Photographing Something Before It’s Gone
Updated: Jul 4, 2022
When I shoot large format film, one of the great challenges is being picky with the photos I ultimately expose. Certainly there are benefits to shooting this way, namely that the rate of “keepers” is higher with this format. But there are also drawbacks. One of the biggest is being unable – or perhaps a better word is unwilling – to photograph a scene when I’m unsure if it will work.
In my photography, this has led to some missed opportunities over the years. For example, I have come across beautiful woodland scenes that I intended to photograph, only for them to vanish due to a freak storm before I can dedicate a sheet of film to their capture.
It’s impossible in an article to highlight all the missed opportunities I’ve experienced as a photographer. Partly, it’s because there have been so many over the years. Partly, too, it’s a lack of evidence (photographs) on my part, since most of these subjects disappeared before I photographed them at all!

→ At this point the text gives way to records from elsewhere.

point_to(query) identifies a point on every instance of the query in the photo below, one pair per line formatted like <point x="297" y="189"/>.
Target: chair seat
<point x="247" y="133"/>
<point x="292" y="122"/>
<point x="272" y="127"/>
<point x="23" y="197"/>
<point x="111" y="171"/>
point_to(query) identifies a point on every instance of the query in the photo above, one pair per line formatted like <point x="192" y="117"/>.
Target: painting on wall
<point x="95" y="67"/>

In lieu of that, I have chosen to highlight a few photographs I’ve taken which could have been missed opportunities, had I not followed my gut feeling and captured a photo before they were gone. Two of the photograph in this article involve trees which were felled (one naturally and the other by man), which ultimately destroyed the composition. The others involve transitory subjects – one a paint brush, one a deer skull – that were gone shortly after I took their respective photographs.

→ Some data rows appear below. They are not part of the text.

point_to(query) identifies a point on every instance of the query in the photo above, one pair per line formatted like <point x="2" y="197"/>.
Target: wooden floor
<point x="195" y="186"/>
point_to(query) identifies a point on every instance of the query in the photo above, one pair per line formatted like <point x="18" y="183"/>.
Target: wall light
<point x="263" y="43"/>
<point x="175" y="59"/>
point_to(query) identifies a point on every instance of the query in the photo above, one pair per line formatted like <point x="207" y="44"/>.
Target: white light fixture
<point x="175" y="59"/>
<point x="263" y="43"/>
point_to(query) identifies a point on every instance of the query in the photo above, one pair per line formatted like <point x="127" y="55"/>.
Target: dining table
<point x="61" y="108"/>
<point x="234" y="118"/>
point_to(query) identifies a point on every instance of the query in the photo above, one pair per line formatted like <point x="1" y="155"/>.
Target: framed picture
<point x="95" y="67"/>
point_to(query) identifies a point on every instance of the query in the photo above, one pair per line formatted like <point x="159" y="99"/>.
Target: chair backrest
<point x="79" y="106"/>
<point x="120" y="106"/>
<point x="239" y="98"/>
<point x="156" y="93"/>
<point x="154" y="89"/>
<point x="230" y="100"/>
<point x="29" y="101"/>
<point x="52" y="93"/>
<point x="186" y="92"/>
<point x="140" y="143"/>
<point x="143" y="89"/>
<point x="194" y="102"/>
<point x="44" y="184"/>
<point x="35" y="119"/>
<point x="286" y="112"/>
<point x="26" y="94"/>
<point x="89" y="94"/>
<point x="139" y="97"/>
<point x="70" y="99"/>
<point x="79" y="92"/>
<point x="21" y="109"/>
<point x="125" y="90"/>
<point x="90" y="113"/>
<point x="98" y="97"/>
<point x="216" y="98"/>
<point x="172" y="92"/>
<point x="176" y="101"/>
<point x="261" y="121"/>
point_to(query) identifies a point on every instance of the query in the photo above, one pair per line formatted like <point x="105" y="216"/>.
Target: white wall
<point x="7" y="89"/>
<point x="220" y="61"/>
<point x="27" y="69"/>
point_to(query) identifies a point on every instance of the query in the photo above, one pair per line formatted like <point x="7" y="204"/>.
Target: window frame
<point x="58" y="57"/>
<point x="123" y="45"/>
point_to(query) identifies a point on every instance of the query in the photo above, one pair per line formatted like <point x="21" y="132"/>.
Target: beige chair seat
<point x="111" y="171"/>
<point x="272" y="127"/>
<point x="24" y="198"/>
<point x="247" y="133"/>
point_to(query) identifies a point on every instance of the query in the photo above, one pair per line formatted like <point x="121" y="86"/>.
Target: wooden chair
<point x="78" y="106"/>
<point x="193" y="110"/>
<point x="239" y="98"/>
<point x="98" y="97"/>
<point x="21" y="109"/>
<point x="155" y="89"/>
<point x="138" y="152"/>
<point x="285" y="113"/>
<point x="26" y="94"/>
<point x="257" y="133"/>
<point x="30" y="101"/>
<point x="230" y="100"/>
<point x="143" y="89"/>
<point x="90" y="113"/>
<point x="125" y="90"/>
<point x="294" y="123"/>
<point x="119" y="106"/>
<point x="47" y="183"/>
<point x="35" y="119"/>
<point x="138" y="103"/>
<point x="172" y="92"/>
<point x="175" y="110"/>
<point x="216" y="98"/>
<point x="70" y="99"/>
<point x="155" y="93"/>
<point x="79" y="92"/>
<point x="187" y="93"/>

Back in the glorious year of 2020, my girlfriend and I decided to drive up to my family’s cabin in northern Pennsylvania rather than our usual trip to Acadia (for obvious reasons). It was while walking along the road leading into the property, looking for ferns or other intimate subjects to photograph, when I came across two trees, each leaning quite heavily to opposing sides. The scene was interesting and I felt as though the composition would make for a fine photograph, though I wondered if something was missing. Knowing I had a finite amount of film and no way to restock it at the cabin, I decided against making the photograph.
I don’t recall how many days I allowed to lapse before changing my mind. Even if I remembered, it wouldn’t matter, would it? All that I remember is how terribly I wished for fog to roll in with each passing day. Fog in Pennsylvania is a rarity, it seems, and though it occurs more frequently at the cabin thanks to the lake, this fog has a tendency not to spread very far. Even had it come along, there was no way it would reach these trees, so I had to deal with the scene at hand.